Famous Teochew porridge Xu Jun Sheng to close down

One of Singapore's popular Teochew 'muay' or Teochew porridge place will be shutting its doors this month after 76 years.

Xu Jun Sheng Teochew Cuisine at Joo Chiat Road will be closing down on April 14 due to an increase in rent and with no one to take over the business, reported Shin Min Daily News.

Owner Mr Koh Long Swee confirmed this with the Chinese evening daily.

He told Shin Min that rent had increased from $4,800 to $6,500 and they end up forking out around $10,000 per month after paying utility bills.

Mr Koh also said that the younger generation had no interest in carrying on the family business, as they have all established their own careers.

The Teochew restaurant is currently being run by Mr Koh, his elder sister, and three brothers, all of whom are aged between 62 and 67.

In an interview with The Business Times in January last year, youngest brother Koh Long Eng said that they wish a family member will take over the business.

"This is a family business, so we're hoping our children will take over.
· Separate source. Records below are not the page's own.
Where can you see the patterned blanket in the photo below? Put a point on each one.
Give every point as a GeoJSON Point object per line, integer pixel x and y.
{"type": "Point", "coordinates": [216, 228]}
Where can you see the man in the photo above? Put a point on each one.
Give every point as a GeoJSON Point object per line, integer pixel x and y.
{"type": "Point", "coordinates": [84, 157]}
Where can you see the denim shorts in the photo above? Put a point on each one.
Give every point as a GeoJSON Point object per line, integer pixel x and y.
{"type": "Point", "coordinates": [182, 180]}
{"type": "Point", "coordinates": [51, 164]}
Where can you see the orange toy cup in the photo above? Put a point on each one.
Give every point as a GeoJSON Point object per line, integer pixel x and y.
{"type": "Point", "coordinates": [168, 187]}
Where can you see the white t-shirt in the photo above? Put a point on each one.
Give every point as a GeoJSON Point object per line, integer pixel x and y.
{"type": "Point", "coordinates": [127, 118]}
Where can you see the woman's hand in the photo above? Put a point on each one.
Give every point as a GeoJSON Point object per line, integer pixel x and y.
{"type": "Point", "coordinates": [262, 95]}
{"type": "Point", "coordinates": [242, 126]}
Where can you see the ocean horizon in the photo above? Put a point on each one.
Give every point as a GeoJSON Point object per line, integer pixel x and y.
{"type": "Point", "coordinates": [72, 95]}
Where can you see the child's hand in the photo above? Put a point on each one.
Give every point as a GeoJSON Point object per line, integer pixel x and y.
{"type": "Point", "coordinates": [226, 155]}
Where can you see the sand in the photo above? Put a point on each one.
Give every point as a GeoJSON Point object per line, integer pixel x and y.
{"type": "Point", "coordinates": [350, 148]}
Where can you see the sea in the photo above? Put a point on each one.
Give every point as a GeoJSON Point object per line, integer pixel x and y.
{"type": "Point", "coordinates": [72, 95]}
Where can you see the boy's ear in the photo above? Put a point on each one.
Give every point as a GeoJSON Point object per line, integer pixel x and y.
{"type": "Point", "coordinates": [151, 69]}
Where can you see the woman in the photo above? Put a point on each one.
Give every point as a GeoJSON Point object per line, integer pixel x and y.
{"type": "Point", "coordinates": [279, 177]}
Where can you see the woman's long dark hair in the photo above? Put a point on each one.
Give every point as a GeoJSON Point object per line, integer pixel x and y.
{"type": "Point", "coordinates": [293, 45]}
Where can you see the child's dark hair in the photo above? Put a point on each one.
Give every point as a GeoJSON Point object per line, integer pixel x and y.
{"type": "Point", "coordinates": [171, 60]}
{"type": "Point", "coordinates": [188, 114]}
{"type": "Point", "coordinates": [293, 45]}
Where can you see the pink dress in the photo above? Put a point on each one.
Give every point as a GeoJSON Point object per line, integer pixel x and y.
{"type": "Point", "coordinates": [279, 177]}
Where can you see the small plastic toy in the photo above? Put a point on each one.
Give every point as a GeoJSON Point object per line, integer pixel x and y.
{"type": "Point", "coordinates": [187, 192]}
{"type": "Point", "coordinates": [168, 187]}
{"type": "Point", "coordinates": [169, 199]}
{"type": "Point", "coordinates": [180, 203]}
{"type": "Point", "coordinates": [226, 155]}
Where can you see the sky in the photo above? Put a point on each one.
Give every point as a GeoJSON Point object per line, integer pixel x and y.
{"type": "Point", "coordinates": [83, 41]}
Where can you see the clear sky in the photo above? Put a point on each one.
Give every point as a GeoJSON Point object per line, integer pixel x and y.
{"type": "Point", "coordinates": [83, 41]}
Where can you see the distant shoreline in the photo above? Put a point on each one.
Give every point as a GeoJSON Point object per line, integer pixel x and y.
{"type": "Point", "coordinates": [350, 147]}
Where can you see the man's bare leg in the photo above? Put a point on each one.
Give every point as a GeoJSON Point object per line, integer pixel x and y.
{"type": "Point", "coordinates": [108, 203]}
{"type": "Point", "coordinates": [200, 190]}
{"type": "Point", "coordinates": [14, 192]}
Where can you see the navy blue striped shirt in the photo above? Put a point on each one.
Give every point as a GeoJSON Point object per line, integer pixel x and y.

But the younger generation may not like it because there are many daily tasks and small errands to run.

"We're used to it but they are not used to the trouble."

He added: "It's best to have someone in the family take over, so Singaporeans can still taste the authentic flavours of our homemade meatballs, tofu soup, five spice, and steamed fish."

According to the report in Shin Min Daily News, the siblings inherited the business from their father who first opened the Teochew eatery along Joo Chiat Place. It has moved four times in the past and even closed down for two years from 2001 to 2003. The reason for moving was mostly due to rent, stated Shin Min Daily News.

Xu Jun Sheng Teochew Cuisine is known for its traditional Teochew dishes. Some of their popular dishes include their meatballs, braised pork trotters, sambal kang kong and steamed garoupa.

Referring to Chinese philosoper Mencius' mother, who relocates home three times to improve her son's education, Mr Koh Long Swee said: "We are like 'Mencius' mother', but no matter where we move to, our customers still patronise us. Thank you for the support."